Movie Reviews 177 – The Wicker Man (1973)

The Wicker ManIt’s hard to take the tagline “The Citizen Kane of horror movies” too seriously, but don’t take it too lightly either. The Wicker Man (not to be confused with the 2006 remake) is a landmark film, and one of the strangest gems you may have overlooked.

The first time I started watching The Wicker Man years ago, I had no idea what I was in for. I thought I was in for a Hammer horror movie, after all, the stars include the great Christopher Lee and Ingrid Pitt. But this ain’t no Hammer horror although it does qualify as a horror in some respects. Brought to us by British Lion, a company still kicking around today despite it’s meager output over the years, the story of how this movie got made and was then unceremoniously dumped by the company is almost as fascinating as the film itself.

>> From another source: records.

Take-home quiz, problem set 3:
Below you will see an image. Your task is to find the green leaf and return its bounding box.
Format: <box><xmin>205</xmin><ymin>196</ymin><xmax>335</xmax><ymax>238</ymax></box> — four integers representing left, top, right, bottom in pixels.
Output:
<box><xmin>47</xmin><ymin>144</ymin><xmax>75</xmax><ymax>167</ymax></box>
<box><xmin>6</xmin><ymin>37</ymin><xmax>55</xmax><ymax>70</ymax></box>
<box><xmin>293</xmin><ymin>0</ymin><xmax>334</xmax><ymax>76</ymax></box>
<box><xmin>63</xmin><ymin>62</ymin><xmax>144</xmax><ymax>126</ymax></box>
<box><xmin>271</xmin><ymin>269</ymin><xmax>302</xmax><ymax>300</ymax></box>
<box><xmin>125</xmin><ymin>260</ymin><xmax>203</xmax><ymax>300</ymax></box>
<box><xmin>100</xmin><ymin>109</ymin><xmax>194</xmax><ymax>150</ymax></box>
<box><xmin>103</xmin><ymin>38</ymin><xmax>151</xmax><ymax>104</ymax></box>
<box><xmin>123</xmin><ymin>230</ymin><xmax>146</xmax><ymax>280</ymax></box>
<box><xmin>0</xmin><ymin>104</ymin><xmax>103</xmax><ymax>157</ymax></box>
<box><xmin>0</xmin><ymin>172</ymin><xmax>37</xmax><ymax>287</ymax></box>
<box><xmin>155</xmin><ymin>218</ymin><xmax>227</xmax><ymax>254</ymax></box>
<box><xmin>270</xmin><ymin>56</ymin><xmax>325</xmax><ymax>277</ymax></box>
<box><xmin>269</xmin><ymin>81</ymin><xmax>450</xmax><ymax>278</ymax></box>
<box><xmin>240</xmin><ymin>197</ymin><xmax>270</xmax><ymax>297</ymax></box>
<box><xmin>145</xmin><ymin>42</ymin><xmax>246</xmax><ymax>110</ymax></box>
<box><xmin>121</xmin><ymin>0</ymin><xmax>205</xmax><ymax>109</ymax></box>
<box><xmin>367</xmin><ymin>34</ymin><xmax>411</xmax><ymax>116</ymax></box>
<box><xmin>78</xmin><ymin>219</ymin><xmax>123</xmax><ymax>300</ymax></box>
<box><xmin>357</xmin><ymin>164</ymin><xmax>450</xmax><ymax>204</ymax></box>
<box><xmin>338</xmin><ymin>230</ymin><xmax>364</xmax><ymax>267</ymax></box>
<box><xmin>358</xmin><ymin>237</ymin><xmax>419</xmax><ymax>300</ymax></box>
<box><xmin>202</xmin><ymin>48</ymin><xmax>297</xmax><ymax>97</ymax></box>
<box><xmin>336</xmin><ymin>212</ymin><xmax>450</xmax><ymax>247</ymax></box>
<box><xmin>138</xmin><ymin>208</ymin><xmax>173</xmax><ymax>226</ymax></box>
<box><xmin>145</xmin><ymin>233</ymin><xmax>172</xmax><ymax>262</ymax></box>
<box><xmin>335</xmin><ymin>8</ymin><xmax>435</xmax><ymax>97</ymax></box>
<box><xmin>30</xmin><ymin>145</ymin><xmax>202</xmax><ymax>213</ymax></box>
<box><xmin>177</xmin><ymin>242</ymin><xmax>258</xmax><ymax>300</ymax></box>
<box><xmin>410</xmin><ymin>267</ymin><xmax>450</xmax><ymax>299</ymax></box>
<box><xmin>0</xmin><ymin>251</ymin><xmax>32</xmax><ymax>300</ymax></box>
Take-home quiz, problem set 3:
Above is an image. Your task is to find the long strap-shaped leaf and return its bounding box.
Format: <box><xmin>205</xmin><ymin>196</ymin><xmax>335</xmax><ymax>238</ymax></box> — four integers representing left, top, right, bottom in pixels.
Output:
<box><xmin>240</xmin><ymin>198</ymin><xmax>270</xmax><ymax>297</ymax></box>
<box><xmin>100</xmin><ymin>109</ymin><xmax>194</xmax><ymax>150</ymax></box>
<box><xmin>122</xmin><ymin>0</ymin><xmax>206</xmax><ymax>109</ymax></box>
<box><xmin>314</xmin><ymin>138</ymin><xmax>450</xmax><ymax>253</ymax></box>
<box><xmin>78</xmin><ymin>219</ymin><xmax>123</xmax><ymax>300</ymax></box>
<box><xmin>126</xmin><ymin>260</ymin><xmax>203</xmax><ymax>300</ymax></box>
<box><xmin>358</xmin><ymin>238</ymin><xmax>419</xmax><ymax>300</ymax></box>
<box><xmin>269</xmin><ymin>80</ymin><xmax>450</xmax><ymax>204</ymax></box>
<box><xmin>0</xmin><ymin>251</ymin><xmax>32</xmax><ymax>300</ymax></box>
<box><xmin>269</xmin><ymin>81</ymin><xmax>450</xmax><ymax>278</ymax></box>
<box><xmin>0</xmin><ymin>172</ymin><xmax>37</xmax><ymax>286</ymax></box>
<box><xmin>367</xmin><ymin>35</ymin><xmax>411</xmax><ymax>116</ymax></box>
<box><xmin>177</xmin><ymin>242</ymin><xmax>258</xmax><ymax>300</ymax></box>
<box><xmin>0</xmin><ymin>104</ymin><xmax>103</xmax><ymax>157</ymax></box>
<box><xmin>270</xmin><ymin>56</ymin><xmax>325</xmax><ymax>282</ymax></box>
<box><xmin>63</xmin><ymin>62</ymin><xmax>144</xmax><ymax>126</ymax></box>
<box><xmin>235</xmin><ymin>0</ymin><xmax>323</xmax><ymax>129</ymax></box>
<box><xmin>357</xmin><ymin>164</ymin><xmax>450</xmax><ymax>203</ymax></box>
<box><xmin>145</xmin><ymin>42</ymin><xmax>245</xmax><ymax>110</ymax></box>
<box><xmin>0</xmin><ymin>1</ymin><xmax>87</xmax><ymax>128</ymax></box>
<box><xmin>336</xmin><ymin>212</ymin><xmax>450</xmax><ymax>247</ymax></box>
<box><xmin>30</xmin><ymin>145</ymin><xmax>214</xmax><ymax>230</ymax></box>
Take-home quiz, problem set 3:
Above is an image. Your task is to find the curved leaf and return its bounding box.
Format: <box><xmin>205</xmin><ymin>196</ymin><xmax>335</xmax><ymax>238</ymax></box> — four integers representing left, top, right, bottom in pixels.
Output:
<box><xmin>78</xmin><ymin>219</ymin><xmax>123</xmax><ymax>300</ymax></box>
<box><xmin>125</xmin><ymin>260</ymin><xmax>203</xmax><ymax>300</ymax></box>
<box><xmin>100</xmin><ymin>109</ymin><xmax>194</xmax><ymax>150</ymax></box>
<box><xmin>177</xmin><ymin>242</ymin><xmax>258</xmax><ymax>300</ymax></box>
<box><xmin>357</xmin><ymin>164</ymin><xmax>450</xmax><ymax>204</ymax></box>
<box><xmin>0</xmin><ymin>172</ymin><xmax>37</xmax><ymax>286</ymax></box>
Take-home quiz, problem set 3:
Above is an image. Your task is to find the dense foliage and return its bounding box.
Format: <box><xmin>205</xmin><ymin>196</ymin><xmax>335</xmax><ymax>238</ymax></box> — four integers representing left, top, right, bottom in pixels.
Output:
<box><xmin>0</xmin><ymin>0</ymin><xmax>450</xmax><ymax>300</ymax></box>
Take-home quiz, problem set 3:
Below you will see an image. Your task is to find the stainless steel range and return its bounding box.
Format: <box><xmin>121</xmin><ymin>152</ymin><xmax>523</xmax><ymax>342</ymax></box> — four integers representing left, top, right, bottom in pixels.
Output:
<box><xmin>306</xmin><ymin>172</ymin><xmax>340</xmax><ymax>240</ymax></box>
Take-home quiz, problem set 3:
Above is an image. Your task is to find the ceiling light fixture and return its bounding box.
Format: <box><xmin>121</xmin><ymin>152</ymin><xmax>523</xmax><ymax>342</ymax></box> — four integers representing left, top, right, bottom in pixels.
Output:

Starting off as a simple police investigation on the remote Scottish island of Summerisle, all we know when constable Howie (Edward Woodward) arrives on the island is that he is not wanted and thwarted in every step in his investigation of a missing girl. Replete with phallic imagery, prancing naked women at every turn and group sex taking place out in the open in front of the local Green Man Inn, Howie is besieged by the pagan pageantry paraded before him. His deep Christian beliefs under assault, his disdain for the townsfolk and the island’s leader, Lord Summerisle (Lee) boil to the surface, almost setting aside the crux of his primary investigation. Little does he realize that it is those very pagan rituals are at the heart of the mystery he is trying to solve.

The Wicker Man-Howie

The audience is confronted along with Howie by the film’s brazen depiction of the May pole rituals the kids play and other islander quirks such as the medicinal remedy of putting a live frog in the mouths of children and a pharmacy that boasts a jar full of foreskins and the embalmed fetus of deformed pigs right next to a jar of bubblegum. (Not as intentional but just as shocking are the garish hairdos sported but Lee, both as a ‘normal’ Lord and then in the finale pagan parade. But that’s just a 70’s thing.) The ending addresses every aspect of the crime Howie was investigating, but we are left with one final shocking scene.

The Wicker Man - masks

The one thought that went through my head as I watched was how great a film it could have been with Peter Cushing as inspector Howie (with all respect to Woodward). Imagine my surprise watching the DVD extra featurette “The Enigma of the Wicker Man” to learn that Cushing was offered the part but could not accept due to other film commitments. It’s a fascinating documentary about the trials and tribulations this movie has undergone from inception, fickle release and eventual cult status and should be savored just as much as the movie.